There are minutes attached to this event. Show them.
    • 10:30 11:00
      Increasing reliability of the job monitoring application in the Experiment Dashboard

      Currently Job Monitoring application in the dashboard is using multiple sources of information. The primary source working across several infrastructures is Job submission tool via MonALISA. For LCG for job status changes information from LB is used, which is obtained from RGMA or ICRTM. More and more experiment users are using direct condor-g submission. In this case dashboard does not have any additional information source except
      Job Submission Toll and it is not always sufficient.

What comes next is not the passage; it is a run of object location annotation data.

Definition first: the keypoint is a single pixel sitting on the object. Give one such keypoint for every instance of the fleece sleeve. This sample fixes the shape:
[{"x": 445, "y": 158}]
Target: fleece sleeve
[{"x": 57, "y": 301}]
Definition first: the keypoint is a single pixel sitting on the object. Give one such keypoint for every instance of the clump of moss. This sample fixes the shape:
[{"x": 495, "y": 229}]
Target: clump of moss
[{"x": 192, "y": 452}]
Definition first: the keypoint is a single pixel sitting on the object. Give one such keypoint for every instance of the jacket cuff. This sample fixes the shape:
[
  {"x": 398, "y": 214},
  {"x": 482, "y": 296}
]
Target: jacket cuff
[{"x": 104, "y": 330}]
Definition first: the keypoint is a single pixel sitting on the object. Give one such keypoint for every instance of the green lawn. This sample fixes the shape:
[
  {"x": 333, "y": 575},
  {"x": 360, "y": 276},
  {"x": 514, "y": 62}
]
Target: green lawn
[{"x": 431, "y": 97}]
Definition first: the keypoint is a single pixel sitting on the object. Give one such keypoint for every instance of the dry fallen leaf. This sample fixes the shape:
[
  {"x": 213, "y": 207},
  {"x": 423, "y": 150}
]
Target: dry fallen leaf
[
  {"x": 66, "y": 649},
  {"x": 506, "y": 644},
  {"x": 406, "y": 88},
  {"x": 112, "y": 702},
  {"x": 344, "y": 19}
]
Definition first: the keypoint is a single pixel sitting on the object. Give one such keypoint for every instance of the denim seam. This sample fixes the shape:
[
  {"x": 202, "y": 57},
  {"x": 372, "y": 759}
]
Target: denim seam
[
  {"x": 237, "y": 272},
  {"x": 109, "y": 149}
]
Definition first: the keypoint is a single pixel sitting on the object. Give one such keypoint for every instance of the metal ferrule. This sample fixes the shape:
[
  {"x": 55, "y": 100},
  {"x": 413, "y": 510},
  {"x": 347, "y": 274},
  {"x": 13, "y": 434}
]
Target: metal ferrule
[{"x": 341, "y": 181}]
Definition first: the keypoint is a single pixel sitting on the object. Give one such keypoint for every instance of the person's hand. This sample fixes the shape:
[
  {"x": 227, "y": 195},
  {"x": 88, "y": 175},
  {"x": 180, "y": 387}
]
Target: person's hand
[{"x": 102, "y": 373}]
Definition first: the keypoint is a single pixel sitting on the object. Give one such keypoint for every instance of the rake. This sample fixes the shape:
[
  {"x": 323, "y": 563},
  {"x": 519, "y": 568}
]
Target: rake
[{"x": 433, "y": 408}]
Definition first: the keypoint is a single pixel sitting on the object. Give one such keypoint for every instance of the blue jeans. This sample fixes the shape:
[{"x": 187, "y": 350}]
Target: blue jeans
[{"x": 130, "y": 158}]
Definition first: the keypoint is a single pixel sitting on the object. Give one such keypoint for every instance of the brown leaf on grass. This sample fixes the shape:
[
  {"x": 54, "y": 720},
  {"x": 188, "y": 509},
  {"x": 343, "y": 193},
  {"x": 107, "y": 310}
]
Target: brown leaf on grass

At the same time we noticed that gLite WMS are mostly not monitored by RGMA and ICRBRTM, so an alternative source of information has to be regarded in this case.
      Two topics to be discussed related to it:
      1).How we get job status changes information in case of direct condor_g submission
      2).How we get job status changes information from LB, using for example subscription mechanism.

      • 10:30
        Instrumenting of the condor_g submitter with Dashboard reporting 20m
        Speaker: Sergey Belov (Unknown)
        Sergey will prepare the documentation for installation of the modified version of condor_g and which modifications are required in Job Submission tools and put it on twiki of the System Analysis Working Group. Julia will coordinate with the CMS people further tests.
      • 10:50
        Discussion. How we proceed with testing of the LB subscription. 10m
        How we proceed with testing of the LB subscription This work had just started. Enzo will follow on with his stests keeping Julia and Pablo informed how it is going. In case of success the subscription mechanism is supposed to be used by the Experiment Dashboards in the global VO scope and in CRAB and ProdAgent for getting info about job status changes for jobs submitted by a particular server.
        Speaker: all
        This work is just started. Enzo Miccio will run first tests. In case of success the subscription mechanism should be used by the Dashboard (in global scope for the VO), by Crab and ProdAgent to get status changes for the jobs submitted via a given server.
    • 11:20 11:40
      Requrements for the simple page where CMS analysis usesr can find neccessary information about site where their jobs are supposed to run 20m
      Discussion. CRAB support team consisders that it would be useful to have a simple web page where CRAB analysis users as well as CRAB support team can find in one place answers to the questions: My job was aborted because the corresponding resource is not found , why? My jobs are pending at the site forever, why? All my jobs are failing at a particular site, is there a known problem with the site? The content of the page is more or less clear: Whether the site is in BDII Whether the CMS specific tests fail at the site Whether the site has a required CMSSW software Whether the site is overloaded (number of pending/running jobs) Federica Fanzago will try to define how the page should look like and be navigated and we will discuss it on one of the next meetings.
      Speaker: Federica FANZAGO
    • 11:40 12:00
      New request from ATLAS to display access to data samples per site 20m
      The possibility to get from the Dashboard an XML which would contain information about datasets which are accessed at a given site and how often. Looks like this possibility already exists. Julia sent Dietrich instruction, he will check hthere this is enough. Two other items in the Dietrich slides about information of jobs submitted via PANDA and submitted to NorduGrid requires more detailed discussion and will be discussed at an allocated meeting.
      Speaker: Dietrich Liko (CERN)